The property here involved is a two-story family dwelling, which was originally in the name of Bessie Adams, mother of plaintiff. When Bessie Adams died intestate, the property descended one-half to plaintiff and one-half to his father, Harry A. Adams. Plaintiff lived in one of the apartments and his father lived in the other; this arrangement continued after the death of Bessie Adams. Various conveyances of the property, by warranty deed, took place as follows:
On May 26, 1939, plaintiff and his wife conveyed the son's undivided one-half interest to the father, Harry A. Adams; and on July 29, 1939, Harry A. Adams, the father, conveyed his entire interest to his son, the plaintiff. Although executed on July 29, 1939, delivery to the son was not made until September 1939, just about two months before Harry A. Adams married the defendant, Helen M. Adams.

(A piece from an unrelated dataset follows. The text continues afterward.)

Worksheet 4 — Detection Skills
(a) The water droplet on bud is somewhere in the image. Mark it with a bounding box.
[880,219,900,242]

By apparent agreement between father and son, the deed from Harry A. Adams to Calvin L. Adams was not to be recorded, and it was not recorded during the lifetime of Harry A. Adams. Helen married Harry in November 1939, and about three and one-half years later, in the spring of 1943, Harry A. Adams conveyed a one-half interest in the property to Helen, and, subsequently, about ten years later, he conveyed the remaining one-half interest to Helen. Helen and Harry lived together as husband and wife for 16 years. After Harry's death, for the first time, Helen learned that Harry had given his son, the plaintiff, a deed to the property, which deed had never been recorded. The deeds which Harry gave to Helen, his second wife, were recorded immediately after delivery of the same; and the plaintiff's deed, although executed in 1939, was not placed on record until a few days after his father's death in 1955.
Section
On cross-examination, this testimony was given by the son:
"Q. Now prior to your father's death, you knew that he had conveyed the property to his wife, didn't you? A. That's right.

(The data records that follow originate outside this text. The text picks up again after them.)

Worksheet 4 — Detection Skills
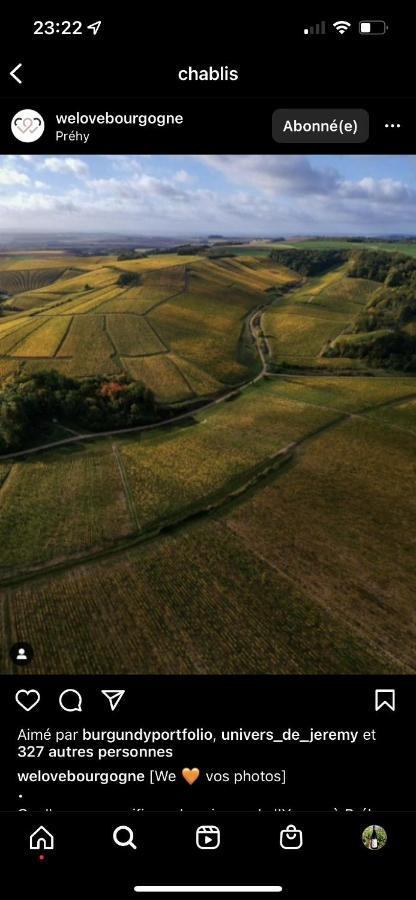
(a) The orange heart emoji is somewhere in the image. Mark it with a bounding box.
[182,766,200,784]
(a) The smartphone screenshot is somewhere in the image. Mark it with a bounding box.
[0,5,416,900]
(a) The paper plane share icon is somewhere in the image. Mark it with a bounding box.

"Q. And at that time, you did nothing with your deed that you had from '39, did you? A. That's right. I just done what he toldme." (Emphasis added.)

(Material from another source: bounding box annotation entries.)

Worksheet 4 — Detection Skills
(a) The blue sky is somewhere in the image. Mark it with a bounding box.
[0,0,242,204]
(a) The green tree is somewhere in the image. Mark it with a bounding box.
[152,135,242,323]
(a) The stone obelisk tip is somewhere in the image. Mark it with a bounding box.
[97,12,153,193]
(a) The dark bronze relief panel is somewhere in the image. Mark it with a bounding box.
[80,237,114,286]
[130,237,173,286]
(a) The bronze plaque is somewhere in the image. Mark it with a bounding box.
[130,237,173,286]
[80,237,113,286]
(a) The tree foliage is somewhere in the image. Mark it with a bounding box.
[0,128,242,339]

As a further indication of the understanding of the intention of the father, he subsequently deeded the property to his second wife, the defendant, and had the deeds recorded immediately. Why would he have done this if he had already surrendered dominion of the deed and the estate therein described? What intention of the grantor can be gathered from these facts? Did the father part with dominion over the deed with intention to pass title? There must be intent to vest in the grantee, not only custody of the instrument, but the estate described in the instrument. The deed must be delivered with the intention of having it take effect at once, before it can transfer title. The son knew his father's intention and was carrying out his intention, as follows: "I just done what he told me." See 17 Ohio Jurisprudence (2d), 155, Section 55. *4
In the case of Kniebbe v. Wade,
See, also, Lessee of Mitchell v. Ryan,
There seems to be no question that the deciding factor in such cases depends upon the intention of the grantor. In the case at bar, we feel that the grantor's intention was clear that he never intended to pass a present title to his son; it is equally clear that the son understood his father's intention; the son "done what he told me." The intention of the father is not only ascertainable from what occurred at the time he gave his son the deed, but from the conduct of the father and son toward the property and the subsequent deeds of the property to the defendant by her husband, which were immediately recorded by the husband.
It would be manifestly unjust under the circumstances of this case, when the intention of the grantor is so clear, to deprive the widow, who was a wife for 16 years, of her rights in this real estate. It seems to this court, that after 4 years of marriage, the husband properly decided that his wife was entitled to at least one-half of the real estate as against the son, and that 10 years thereafter, he had the right under his original intention to give all the real estate to a faithful wife. We are of *5 the opinion that the deed to the plaintiff would have been in fraud of the defendant's marital rights, but the execution and recording of these deeds corrected that fraud.
The judgment is accordingly, quieting defendant's title in the real estate.
Judgment accordingly.
HILDEBRANT, P. J., and MATTHEWS, J., concur.